日本による尖閣諸島(中国名:釣魚島)国有化に抗議する中国国内の反日デモは17日、ひとまず小康状態を取り戻した。罪のない中国の市民が重傷を負うなどデモ隊が暴徒化している上、一部の地域では反政府スローガンまで登場し、中国当局が抑え込みを強めたためだ。だが、満州事変の発端となった柳条湖事件(1931年)の発生日から81年となる18日には、各地で大々的な反日デモが予告されており、緊張が高まっている。
北京の日本大使館は17日、大使館ホームページや個別の案内などを通じ、中国に居住する日本人に注意を喚起した。大使館は、先週末には日系企業・店舗に対する破壊・略奪が発生しており、18日には反日デモがさらに激化する恐れがあるとし、できるだけ外出を避け、安全確保に万全を期すよう促した。こうした状況を受け、北京の日本人学校は17−18日を臨時休校とした。パナソニックやキヤノンなど日系企業の中国国内工場も、多くが18日まで操業を停止する。
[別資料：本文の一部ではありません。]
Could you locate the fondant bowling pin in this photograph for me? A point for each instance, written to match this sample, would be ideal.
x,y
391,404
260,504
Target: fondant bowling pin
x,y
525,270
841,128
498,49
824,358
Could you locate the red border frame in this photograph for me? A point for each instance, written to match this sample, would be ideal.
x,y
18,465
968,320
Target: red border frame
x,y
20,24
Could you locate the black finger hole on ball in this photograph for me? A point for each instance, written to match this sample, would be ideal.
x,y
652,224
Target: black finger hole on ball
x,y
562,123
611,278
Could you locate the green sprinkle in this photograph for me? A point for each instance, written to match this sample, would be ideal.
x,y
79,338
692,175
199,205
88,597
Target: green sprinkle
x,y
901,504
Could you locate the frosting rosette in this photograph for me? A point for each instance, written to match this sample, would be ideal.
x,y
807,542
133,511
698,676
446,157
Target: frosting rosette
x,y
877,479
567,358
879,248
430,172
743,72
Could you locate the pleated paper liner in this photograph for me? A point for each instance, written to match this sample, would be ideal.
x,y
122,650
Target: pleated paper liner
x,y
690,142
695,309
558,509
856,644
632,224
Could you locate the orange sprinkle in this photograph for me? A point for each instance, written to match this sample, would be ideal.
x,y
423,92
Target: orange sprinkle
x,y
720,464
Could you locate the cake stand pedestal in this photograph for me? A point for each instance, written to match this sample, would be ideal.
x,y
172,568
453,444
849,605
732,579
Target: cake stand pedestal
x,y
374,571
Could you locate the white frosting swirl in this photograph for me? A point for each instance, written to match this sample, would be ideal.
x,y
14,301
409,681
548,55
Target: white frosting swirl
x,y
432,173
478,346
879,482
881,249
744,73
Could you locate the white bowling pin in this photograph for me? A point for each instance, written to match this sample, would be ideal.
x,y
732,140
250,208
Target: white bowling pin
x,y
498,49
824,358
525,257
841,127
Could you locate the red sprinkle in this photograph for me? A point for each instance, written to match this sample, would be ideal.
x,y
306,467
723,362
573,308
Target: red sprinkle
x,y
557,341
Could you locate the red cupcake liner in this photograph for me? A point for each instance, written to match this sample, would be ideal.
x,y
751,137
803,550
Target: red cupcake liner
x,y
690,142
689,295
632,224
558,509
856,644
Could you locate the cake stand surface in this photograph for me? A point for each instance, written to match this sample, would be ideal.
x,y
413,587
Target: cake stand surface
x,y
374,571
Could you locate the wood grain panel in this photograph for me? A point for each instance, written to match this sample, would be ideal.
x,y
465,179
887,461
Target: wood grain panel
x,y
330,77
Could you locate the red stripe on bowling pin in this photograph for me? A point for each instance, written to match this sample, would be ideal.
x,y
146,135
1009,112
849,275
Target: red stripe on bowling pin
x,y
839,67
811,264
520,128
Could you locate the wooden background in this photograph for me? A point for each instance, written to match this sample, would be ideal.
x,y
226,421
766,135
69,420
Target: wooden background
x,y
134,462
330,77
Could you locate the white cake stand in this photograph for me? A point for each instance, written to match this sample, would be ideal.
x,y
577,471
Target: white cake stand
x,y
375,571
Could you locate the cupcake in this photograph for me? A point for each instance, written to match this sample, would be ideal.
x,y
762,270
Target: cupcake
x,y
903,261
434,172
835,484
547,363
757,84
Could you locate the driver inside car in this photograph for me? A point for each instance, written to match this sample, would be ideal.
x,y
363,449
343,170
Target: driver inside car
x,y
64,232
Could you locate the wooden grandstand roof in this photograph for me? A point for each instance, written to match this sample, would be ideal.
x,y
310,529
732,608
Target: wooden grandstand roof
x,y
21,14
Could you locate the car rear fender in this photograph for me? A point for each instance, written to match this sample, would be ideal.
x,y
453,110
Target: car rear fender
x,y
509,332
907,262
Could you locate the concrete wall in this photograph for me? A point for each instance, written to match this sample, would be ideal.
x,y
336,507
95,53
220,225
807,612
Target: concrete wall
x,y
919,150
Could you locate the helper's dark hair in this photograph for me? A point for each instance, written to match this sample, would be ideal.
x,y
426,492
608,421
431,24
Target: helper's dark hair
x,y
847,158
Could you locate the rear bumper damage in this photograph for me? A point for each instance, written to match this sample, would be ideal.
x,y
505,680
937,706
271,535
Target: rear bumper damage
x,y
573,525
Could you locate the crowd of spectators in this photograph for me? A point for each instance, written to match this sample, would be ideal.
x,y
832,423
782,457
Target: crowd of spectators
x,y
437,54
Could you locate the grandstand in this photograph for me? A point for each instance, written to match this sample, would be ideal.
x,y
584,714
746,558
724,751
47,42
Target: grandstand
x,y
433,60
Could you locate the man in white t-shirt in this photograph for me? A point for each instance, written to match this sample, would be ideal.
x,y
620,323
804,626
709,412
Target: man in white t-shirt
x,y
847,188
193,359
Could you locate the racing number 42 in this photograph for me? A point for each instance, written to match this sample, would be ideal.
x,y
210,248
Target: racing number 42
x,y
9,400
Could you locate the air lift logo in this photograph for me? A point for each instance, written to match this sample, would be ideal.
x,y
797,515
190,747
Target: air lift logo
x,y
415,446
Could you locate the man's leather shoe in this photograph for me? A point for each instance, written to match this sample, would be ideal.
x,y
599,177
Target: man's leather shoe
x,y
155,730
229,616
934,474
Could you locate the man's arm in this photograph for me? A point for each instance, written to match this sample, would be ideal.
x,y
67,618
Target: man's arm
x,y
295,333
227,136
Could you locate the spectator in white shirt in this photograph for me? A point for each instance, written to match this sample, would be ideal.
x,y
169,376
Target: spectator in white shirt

15−16日のデモ隊による略奪・放火で大きな被害を受けた日系スーパーのジャスコや平和堂は、被害店舗を長期休業または廃業する方針だという。
12日から6日にわたり抗議デモが続いている日本大使館前は、17日も2000−3000人の市民が代わる代わるデモを行った。延べ1万人が集まった16日に比べるとやや減ったが、18日には再び参加者が大幅に増えると見込まれる。
中国当局はこれまで、反日デモをほぼ野放しにしてきたが、中国市民が大けがをしたり、財産に損害を受けたりしているだけでなく、一部地域では反政府デモに発展する兆しを見せていることから、16日からは一転して抑え込みを強めている。週末の15日から16日にかけて激しいデモが行われた広東省深セン市、湖南省長沙市、陝西省西安市、山東省青島市などの中心部では、公安(警察)による厳重な警備態勢が敷かれた。中国共産党機関紙「人民日報」などの国営メディアは「非理性的な暴力は愛国ではなく害国だ」と警告している。